A federal court on Saturday temporarily blocked President Joe Biden from imposing his will on large swaths of the American workforce and forcing them to receive the COVID-19 vaccine.
The ruling was handed down by the U.S. Court of Appeals for the Fifth Circuit, according to Reuters.
The court found “grave statutory and constitutional” issues with the vaccine mandate, which ordered companies with at least 100 employees to require all employees to either be vaccinated or tested weekly.
Republican Texas Gov. Greg Abbott celebrated the ruling on Twitter.
“Emergency hearings will take place soon. We will have our day in court to strike down Biden’s unconstitutional abuse of authority,” he wrote.
Texas was joined by Louisiana, Mississippi, South Carolina and Utah in the case against the Biden administration, according to KATC-TV.
Louisiana Attorney General Jeff Landry also praised the ruling.
“The Court’s action not only halts Biden from moving forward with his unlawful overreach, but it also commands the judicious review we sought,” Landry said in a news release. “The President will not impose medical procedures on the American people without the checks and balances afforded by the Constitution.”
Multiple Republican-led states are planning to challenge the mandate, which took the form of an emergency rule drafted by the Occupational Safety and Health Administration.
On Thursday, Republican Florida Gov. Ron DeSantis said his state would be among those fighting the rule in court.
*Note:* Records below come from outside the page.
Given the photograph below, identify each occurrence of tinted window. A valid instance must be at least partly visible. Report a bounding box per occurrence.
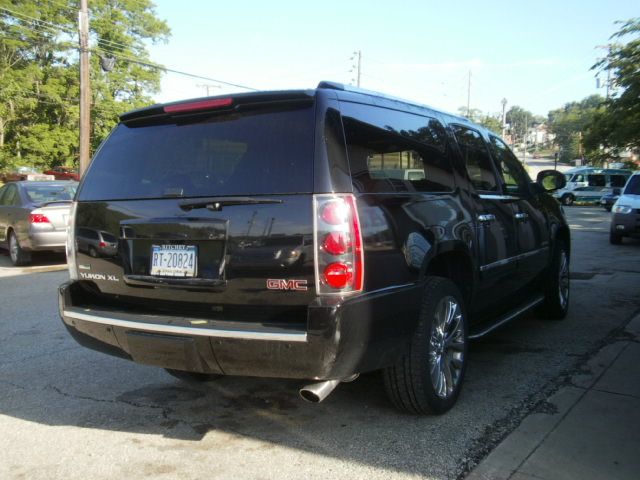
[22,183,78,204]
[452,125,498,192]
[79,107,314,200]
[609,175,629,187]
[587,174,606,187]
[489,136,531,193]
[341,103,454,192]
[624,175,640,195]
[2,185,20,206]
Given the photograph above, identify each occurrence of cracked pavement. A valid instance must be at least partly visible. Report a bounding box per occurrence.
[0,207,640,480]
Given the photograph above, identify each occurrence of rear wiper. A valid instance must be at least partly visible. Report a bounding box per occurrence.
[179,197,282,212]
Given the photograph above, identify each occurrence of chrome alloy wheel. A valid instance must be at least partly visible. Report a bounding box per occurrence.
[9,232,20,264]
[558,249,569,309]
[429,296,465,398]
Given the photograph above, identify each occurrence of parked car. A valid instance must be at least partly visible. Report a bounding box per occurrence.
[0,181,78,265]
[44,167,80,182]
[600,188,622,212]
[0,167,55,183]
[609,172,640,245]
[553,167,632,206]
[75,228,118,257]
[59,82,571,414]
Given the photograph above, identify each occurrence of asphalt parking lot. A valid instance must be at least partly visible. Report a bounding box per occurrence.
[0,207,640,480]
“Florida will be responding, and I think the rule’s going down. I just don’t think that there’s an adequate basis for it, and I think you’ve even seen people on their side acknowledge that they don’t have firm constitutional footing for this,” DeSantis said.
DeSantis suggested the so-called emergency rule is not necessitated by any emergency.
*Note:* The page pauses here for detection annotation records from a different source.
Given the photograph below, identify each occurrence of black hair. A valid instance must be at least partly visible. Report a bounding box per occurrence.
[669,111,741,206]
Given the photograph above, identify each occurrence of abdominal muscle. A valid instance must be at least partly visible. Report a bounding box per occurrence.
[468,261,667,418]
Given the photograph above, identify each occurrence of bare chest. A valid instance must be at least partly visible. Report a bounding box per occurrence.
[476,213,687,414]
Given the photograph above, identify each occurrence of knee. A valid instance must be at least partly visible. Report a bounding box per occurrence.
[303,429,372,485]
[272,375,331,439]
“They’re saying this is an imminent danger, it’s got to be an emergency rule. These people have been working this whole time — they’ve been working for a year and a half. They announced that they were gonna do this in September, it took them six weeks to write the rule, and it doesn’t go into effect until January?” DeSantis said.
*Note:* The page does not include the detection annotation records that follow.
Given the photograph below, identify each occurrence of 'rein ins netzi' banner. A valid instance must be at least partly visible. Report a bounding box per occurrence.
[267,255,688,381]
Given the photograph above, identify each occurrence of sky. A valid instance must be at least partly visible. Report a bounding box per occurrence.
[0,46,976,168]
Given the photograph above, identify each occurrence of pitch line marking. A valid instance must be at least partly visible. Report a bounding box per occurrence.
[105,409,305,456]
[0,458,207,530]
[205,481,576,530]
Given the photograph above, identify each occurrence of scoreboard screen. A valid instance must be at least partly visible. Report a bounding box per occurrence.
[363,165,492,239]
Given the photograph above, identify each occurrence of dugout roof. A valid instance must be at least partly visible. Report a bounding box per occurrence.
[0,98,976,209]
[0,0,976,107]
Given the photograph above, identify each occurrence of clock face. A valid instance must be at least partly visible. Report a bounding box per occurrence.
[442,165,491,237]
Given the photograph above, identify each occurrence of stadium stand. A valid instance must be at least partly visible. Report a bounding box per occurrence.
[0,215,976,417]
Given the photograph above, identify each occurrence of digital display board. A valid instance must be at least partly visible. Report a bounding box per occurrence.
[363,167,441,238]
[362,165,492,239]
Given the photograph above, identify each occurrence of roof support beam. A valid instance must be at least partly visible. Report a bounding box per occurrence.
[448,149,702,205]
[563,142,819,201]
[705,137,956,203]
DeSantis isn’t the only Republican governor condemning the rule.
“Not surprisingly, President Biden is plowing forward with his OSHA rule to punish America’s businesses — yet another unprecedented federal overreach into the private sector,” Idaho Gov. Brad Little said in a statement.
Indiana Attorney General Todd Rokita called the mandate “a direct attack on states’ rights,” according to WXIN-TV. “This is a direct attack on individual liberty and freedom. And it’s a complete overreach of the federal government.”
“It’s egregious and insidious that we use something in a law that was meant to protect workers at the workplace — from dangerous toxicities and from other directly unsafe situations — to use it in this fashion to cover something that is a much bigger part of our lives.”
South Carolina Attorney General Alan Wilson wasted few words on the rule, according to U.S. News and World Report.
“This rule is garbage,” he said. “It’s unconstitutional, and we will fight it.”